Krishna Sridhar [00:35:14]: And one of my buddies once he, you know, brings his phone and he like, you know, connects it to, you know, a tripod and he starts recording the practice session that we have for before our game. And he's like, hey, you know, I built this app that can do, you know, real time tracking. I don't know if you watched, if you watch cricket or tennis or I think it might be there in soccer too, that a system called Hawkeye, which can do real time ball tracking, real time, you know, prediction. So in tennis it tells you whether the ball was in or out. In cricket, it, you know, it sort of tells you whether the ball's hitting stumps, you know, and in soccer, I'm guessing it predicts whether it's goal has gone in or not, whether enough of the ball has gone in or not.

Demetrios [00:36:05]: Or offsides maybe.

Krishna Sridhar [00:36:06]: Yeah, or offsides.
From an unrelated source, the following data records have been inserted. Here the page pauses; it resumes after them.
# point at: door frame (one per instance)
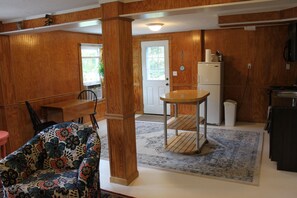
(169, 69)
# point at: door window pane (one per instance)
(155, 63)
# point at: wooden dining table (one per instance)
(68, 110)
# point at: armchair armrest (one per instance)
(89, 168)
(18, 165)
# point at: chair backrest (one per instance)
(88, 95)
(33, 115)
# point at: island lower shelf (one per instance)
(185, 143)
(184, 122)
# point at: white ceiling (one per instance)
(205, 17)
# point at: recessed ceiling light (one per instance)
(155, 26)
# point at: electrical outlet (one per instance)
(249, 65)
(287, 66)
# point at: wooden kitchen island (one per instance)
(189, 141)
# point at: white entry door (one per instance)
(155, 75)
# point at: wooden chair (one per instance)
(89, 95)
(37, 124)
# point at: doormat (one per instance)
(151, 118)
(231, 155)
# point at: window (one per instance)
(155, 63)
(91, 55)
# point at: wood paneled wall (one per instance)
(43, 68)
(187, 43)
(262, 48)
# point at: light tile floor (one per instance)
(153, 183)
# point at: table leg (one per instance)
(176, 115)
(165, 122)
(205, 117)
(197, 126)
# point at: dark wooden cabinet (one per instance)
(283, 137)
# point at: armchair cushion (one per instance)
(61, 161)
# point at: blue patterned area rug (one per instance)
(231, 155)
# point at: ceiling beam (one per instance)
(282, 16)
(94, 13)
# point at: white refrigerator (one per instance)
(210, 78)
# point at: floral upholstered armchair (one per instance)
(60, 161)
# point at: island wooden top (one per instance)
(184, 96)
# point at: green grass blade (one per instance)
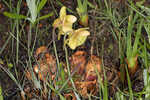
(135, 46)
(79, 4)
(41, 5)
(14, 15)
(129, 84)
(45, 16)
(1, 96)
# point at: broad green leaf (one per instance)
(14, 15)
(78, 38)
(41, 5)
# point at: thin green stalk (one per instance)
(129, 84)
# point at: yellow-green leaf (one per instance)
(62, 13)
(71, 18)
(64, 22)
(78, 38)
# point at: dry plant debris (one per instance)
(46, 65)
(87, 69)
(84, 67)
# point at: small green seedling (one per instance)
(82, 11)
(34, 9)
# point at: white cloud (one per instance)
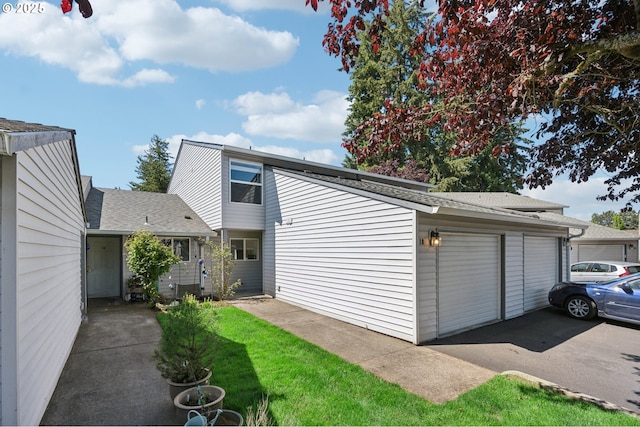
(277, 116)
(197, 37)
(145, 76)
(320, 156)
(581, 198)
(122, 32)
(292, 5)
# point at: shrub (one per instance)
(188, 341)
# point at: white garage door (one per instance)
(468, 281)
(540, 270)
(600, 252)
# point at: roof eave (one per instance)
(13, 142)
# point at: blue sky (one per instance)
(250, 73)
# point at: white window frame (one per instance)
(244, 248)
(238, 165)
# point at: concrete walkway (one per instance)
(420, 370)
(110, 377)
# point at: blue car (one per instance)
(617, 299)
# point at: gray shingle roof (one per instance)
(17, 126)
(19, 135)
(502, 200)
(600, 232)
(434, 200)
(124, 211)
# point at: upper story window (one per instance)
(180, 245)
(246, 182)
(244, 249)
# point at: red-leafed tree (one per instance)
(496, 62)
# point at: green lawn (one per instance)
(306, 385)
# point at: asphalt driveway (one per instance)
(600, 357)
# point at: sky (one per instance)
(248, 73)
Right. I mean, offsides is more like people tracking, but this is more like ball tracking. Right. So Hawkeye is the system which I think they charge something like $100,000 or something per international game. Per game. Wow. Just to do real time tracking.

Krishna Sridhar [00:36:22]: So he's like, hey, you know, I built this thing which can do it on your, on your phone. You just plug in your phone and it can do real time tracking. It can do, you know, a lot of the lot of the important things that, that you, that you want from a tracking system. It can do it just with the camera technology on your phone. You don't need sensors, don't need, you know, lidars, don't need anything. Just, just phone tracking. And he made it into a commercial app. And I think they got something like a hundred thousand downloads or something.

Krishna Sridhar [00:36:51]: They had, last I spoke to them, they were, they were at a hundred thousand downloads a day because people started using it to, you know, at home for their, you know, either for their little, you know, recreation games or street games or whatever. They started using that. So I thought that was a pretty fascinating use case where they would do real time tracking. They would, you know, automatically, you know, automatically take your, let's say, 30 minute, you know, practice session and clip it down into just the important bits. So to give the baseball analogy, it's like, you know, you just record your entire baseball session and they break it down into just the, you know, just the important clips where things are, you know, the important things are happening and everything else is clipped out. And they do all of this locally on the device, which I thought was pretty fascinating that there's enough compute to do all of that on the device. Yeah, so that I thought was a Pretty fascinating use case even though it's on a mobile. It's a pretty, pretty fascinating use case.

Krishna Sridhar [00:37:56]: So that's one I'm trying to think of one from on the PC. On the PC there was a bunch of really fascinating use cases I've seen around. You know, music and auto tuning and automatic generation of music like auto DJing and things like that. I've seen stuff like that which is know, pretty fascinating. You listen to the music and you're like, oh my God, it's actually automatically DJing some music, generating some stuff in the middle. All of that again happening locally on the PC. I thought that, that, that's pretty fascinating. I actually thought the, the use case that Microsoft released, I don't know if you played around with it on the latest, on the latest PCs it's called, it's called Recall.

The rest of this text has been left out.